Carioca, longe da cidade desde 1987, o novo secretário estadual da Fazenda desembarca no Rio com apenas algumas malas de roupas ? a família só virá em setembro. Mas promete arrumar a casa e fazer uma grande mudança na economia do estado. 'Vim convencido da seriedade, do compromisso do novo governo com transformações profundas e porque acredito no Rio', diz Levy. 'A experiência no governo federal mostrou que mesmo em situações altamente voláteis é possível mudar. Não tem por que não dar certo aqui', completa ele, que foi secretário do Tesouro Nacional entre 2003 e março deste ano. Carrega ainda a bagagem de ter trabalhado por sete anos no Fundo Monetário Internacional (FMI). Conhecido pela austeridade e pelo rigor com que conduz as contas públicas, Levy deverá adotar mãos-de-ferro também nas finanças estaduais. 'Ele é o grande timoneiro da futura gestão. É o secretário estratégico', define Sérgio Cabral.

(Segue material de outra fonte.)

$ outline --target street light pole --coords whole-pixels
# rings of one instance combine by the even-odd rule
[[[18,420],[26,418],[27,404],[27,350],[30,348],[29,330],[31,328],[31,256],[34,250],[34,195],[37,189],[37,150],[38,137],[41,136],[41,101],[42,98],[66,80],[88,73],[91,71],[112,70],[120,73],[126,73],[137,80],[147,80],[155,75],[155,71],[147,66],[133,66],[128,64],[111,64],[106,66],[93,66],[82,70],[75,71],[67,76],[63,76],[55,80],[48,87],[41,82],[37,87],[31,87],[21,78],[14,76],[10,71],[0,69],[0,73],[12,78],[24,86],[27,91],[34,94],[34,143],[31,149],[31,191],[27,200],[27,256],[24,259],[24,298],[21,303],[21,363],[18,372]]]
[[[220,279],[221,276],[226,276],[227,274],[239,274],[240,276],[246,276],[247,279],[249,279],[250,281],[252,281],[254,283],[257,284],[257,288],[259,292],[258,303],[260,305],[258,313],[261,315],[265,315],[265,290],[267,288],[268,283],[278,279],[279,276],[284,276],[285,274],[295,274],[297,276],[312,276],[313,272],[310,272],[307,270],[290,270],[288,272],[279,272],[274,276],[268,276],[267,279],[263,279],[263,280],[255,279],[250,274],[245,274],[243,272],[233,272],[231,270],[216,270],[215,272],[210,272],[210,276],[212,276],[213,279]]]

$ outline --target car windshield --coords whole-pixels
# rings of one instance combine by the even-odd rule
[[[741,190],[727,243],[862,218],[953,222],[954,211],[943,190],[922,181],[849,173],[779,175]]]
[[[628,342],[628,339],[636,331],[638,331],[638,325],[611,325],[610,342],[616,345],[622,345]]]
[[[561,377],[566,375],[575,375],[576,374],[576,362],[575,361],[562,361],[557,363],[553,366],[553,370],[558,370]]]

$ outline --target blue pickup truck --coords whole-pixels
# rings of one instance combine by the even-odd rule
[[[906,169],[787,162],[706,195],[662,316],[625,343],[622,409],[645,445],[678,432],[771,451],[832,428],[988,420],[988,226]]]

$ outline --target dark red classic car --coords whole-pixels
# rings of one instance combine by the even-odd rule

Longe dos números, o economista é um apaixonado por meio ambiente e planeja escrever um guia sobre o Aterro do Flamengo, adora ver filmes infantis com as filhas, lê de tudo, até almanaque de efemérides, espera ver um jogo do seu Botafogo no Maracanã e sonha singrar de barco pela Baía de Guanabara ? de preferência, com o programa de despoluição, uma de suas bandeiras, a todo o vapor. Mas avisa: 'Não vim ao Rio a passeio'. Trabalho não faltará. Levy recebe o cofre do estado com um rombo de 914 milhões de reais, resultado de uma antecipação de royalties com o governo federal. Ao valor somam-se 2 bilhões de reais de 'restos a pagar' (despesas anteriores). No total, a dívida com a União é de cerca de 40 bilhões de reais. Mesmo diante do descontrole financeiro e do fantasma de problemas no caixa - o governador já manifestou o temor de ter dificuldade para cobrir a folha de pagamento -, ele prevê um crescimento de 5%. Para isso, planeja uma série de medidas: enxugar gastos, dar transparência à execução do orçamento (35,5 bilhões de reais, em 2007), focar prioridades, modernizar o sistema de ICMS com a adoção da nota fiscal eletrônica e aumentar a arrecadação, mantendo a carga tributária estável. 'É essencial mudar a maneira desorganizada e, em alguns casos, quase desleixada com que o setor público funciona', diz. Executar o orçamento dentro da previsão de receita é uma premissa. 'As despesas não podem ir sendo criadas e depois se correr atrás indiscriminadamente. Isso mata o contribuinte, o empresário'. Quem conhece Levy, um dos economistas mais tarimbados em finanças e gestão fiscal do país, não duvida de sua rigidez para tocar as contas do estado com o segundo PIB do Brasil - 274,7 bilhões de reais (2005), só perdendo para São Paulo. À frente do Tesouro Nacional, foi responsável pela recomposição da dívida pública, que ficou mais sólida e menos vulnerável externamente. Também comandou o aperto nos gastos públicos e executou o ajuste fiscal, que é tido como um dos grandes acertos da política econômica do primeiro governo de Lula. 'Levy é um técnico de excelente qualidade. No Ministério da Fazenda e no Banco Central, Lula teve o bom senso de manter gente como ele. Isso assegurou certa continuidade na gestão da política econômica', comenta o ex-presidente Fernando Henrique Cardoso.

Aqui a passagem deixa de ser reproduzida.